The shift, from peaceful coexistence between the Jews and other Odessans to unthinkable violence, comprised a large portion of King’s lecture. Odessa was not only a very important port for the Russian Empire’s grain trade, but also a place with its own myths and literary culture, in which its Jewish population exercised considerable influence. It was a population that included Isaac Babel (author of Red Calvary) and Vladimir Jabotinsky, a revisionist Zionist who was the founder of Odessa’s Jewish Self-Defense Organization and writer of The Five.
Despite the fact that Odessa was a place of flowering Russian, Yiddish and several other cultures, pogroms against the Jews started in the 1820s and continued into the twentieth century. King compared the scale of violence surrounding these pogroms to a mini-civil war, as many Jews violently fought back. Sadly, these pogroms were neither the last nor the worst catastrophe to befall the city’s Jewish population. The Romanian occupation of Odessa during World War II brought even more anti-Semitic violence and devastating losses. Jews were moved into ghettos and murdered on a massive scale. In one instance, a Soviet-perpetrated explosion of a Romanian military headquarters in 1941 precipitated the mass murder of 20,000-30,000 Jews. Just a week separated this event from the better-known tragedy of Babi Yar in Kiev. When the Soviet army conducted a census of the Odessan population in 1944, they were only able to find 48 Jews. Though Jews returned to Odessa after the war, until this day, no more than 12 percent of the city’s population has been Jewish. As a result of these tragic losses, Odessa, as King put it, is actually a city “that devoured itself.”

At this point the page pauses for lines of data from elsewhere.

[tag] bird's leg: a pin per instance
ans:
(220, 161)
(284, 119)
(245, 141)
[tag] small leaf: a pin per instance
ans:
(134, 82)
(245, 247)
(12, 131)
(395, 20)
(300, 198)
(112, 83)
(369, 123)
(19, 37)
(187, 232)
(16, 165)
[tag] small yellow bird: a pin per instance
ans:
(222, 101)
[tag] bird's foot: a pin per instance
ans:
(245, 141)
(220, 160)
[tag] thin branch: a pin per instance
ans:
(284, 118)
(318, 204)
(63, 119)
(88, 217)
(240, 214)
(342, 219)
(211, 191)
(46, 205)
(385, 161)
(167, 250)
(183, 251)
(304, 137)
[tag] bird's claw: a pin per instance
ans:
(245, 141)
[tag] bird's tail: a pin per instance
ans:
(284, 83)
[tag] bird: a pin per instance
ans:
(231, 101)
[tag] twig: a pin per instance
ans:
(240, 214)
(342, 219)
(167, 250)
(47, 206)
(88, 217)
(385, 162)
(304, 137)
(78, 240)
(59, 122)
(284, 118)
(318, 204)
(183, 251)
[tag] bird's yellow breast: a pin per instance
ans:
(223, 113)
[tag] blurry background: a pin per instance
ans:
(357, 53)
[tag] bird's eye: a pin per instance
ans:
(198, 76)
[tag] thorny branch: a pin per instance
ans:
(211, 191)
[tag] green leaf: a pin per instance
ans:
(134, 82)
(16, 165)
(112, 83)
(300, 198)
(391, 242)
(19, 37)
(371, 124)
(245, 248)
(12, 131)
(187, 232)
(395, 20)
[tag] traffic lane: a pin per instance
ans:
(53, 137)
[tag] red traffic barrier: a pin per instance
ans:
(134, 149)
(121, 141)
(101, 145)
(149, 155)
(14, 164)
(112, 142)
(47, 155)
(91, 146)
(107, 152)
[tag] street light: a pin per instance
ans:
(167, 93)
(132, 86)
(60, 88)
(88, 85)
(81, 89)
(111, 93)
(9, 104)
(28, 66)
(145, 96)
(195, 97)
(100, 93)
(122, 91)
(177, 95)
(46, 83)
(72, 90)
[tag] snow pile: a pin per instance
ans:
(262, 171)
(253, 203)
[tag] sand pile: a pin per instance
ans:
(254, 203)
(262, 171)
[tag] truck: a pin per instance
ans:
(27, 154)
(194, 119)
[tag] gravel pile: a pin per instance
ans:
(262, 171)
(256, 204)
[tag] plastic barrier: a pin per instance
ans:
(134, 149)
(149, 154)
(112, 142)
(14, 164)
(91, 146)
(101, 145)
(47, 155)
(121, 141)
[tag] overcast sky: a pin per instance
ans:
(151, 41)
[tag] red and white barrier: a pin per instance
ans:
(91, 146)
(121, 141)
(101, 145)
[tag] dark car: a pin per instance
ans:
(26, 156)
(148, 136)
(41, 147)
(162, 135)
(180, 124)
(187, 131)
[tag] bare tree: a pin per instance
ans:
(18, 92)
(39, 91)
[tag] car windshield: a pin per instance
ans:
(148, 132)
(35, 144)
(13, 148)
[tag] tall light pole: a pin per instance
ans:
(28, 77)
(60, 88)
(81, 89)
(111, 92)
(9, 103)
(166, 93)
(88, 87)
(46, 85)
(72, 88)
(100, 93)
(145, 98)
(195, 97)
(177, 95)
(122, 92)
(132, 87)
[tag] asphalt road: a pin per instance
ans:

Fortunately, the story of Odessa is not yet finished and does not have to end with complete destruction. King decided to end both his book and lecture in Brighton Beach, New York, a place where “Odessa has recreated itself.” Its inhabitants even call it “Little Odessa.” King concluded that his book is less about Odessa’s rise and fall, and more about how “cosmopolitanism” (meaning peaceful coexistence of many cultures) “takes work” and is a “project, not a virtue in itself.”
Emily Ewers is a Ph.D. candidate in Slavic Languages and Literatures at the University of Illinois at Urbana-Champaign. Her research interests are in 20th-century and contemporary Russian literature and film. She is also interested in Ukrainian language and culture. She received her B.A in history from St. Mary’s College of Maryland.